Announcement

Collapse
No announcement yet.
X
  • Filter
  • Time
  • Show
Clear All
new posts

  • value label for an encoded numeric variable

    Hi everyone,

    I have been facing this problem for a quite couple of times now & would appreciate your guidance & help in regard it please.

    I have a variable in my data set called BMI (Body mass index), even though it is supposed to be numeric but I believe due to multiple mistakes/errors while entering the values in the excel sheet where the data is being collected, ultimately STATA read the variable as string variable rather than a numeric variable.
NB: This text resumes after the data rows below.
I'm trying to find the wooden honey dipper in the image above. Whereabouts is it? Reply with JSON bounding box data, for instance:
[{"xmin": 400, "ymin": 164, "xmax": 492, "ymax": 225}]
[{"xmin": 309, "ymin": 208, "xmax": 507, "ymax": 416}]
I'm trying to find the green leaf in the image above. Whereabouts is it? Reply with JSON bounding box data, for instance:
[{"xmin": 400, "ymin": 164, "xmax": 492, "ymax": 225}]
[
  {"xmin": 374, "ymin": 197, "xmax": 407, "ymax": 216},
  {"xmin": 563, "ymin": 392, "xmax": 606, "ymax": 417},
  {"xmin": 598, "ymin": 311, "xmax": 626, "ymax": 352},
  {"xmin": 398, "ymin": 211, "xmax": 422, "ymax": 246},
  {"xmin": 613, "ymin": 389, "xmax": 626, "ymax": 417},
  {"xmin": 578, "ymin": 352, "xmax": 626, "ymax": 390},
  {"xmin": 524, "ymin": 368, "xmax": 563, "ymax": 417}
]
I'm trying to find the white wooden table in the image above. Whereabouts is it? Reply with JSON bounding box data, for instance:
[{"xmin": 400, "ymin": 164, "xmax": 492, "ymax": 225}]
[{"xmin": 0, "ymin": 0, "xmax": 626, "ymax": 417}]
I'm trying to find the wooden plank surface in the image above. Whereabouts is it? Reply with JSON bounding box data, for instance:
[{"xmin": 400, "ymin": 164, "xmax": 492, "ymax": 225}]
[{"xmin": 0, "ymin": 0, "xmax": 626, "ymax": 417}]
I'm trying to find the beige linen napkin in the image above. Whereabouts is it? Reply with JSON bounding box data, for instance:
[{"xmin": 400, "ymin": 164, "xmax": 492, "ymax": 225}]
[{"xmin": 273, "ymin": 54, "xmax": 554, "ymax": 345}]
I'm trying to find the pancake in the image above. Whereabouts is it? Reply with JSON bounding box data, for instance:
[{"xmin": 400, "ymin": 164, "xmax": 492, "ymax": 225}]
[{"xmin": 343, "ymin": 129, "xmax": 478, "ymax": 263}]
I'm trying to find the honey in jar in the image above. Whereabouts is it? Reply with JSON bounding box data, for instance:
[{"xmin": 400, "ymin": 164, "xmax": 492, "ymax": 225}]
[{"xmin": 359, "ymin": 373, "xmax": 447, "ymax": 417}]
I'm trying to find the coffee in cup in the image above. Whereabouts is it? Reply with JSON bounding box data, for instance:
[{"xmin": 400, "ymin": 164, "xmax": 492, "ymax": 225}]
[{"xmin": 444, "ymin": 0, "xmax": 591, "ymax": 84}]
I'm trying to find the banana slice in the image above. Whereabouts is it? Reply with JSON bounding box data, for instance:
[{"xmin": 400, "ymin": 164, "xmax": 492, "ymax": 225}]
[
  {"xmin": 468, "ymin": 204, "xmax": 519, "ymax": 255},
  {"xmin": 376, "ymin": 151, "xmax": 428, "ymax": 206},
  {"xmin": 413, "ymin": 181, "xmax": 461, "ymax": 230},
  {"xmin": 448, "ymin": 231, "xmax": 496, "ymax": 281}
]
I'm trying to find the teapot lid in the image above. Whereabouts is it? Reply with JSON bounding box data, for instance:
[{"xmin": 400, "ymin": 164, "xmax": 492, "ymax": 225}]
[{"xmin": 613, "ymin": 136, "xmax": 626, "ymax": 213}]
    so because I have around 2000 individuals with their BMI, & its hard to manully correct all of the BMI values, I used the following syntax:


    encode BMI , gen (BMI_numric)
    order BMI_numric, after (BMI)
    label dir
    codebook BMI BMI_numric


    the problem is that their is a "value label" for the newly n=generated numeric variable "BMI_numeric", where this "value label" have the values I want them to be for my new variable.
    what is happening that my numeric variable is taking values of (1,2,3,4... 2000) in a serial ascending manner for all observations, instead of taking the value that is equal to the "value label"

    how can I correct this please ? & are my syntax correct to use or not ?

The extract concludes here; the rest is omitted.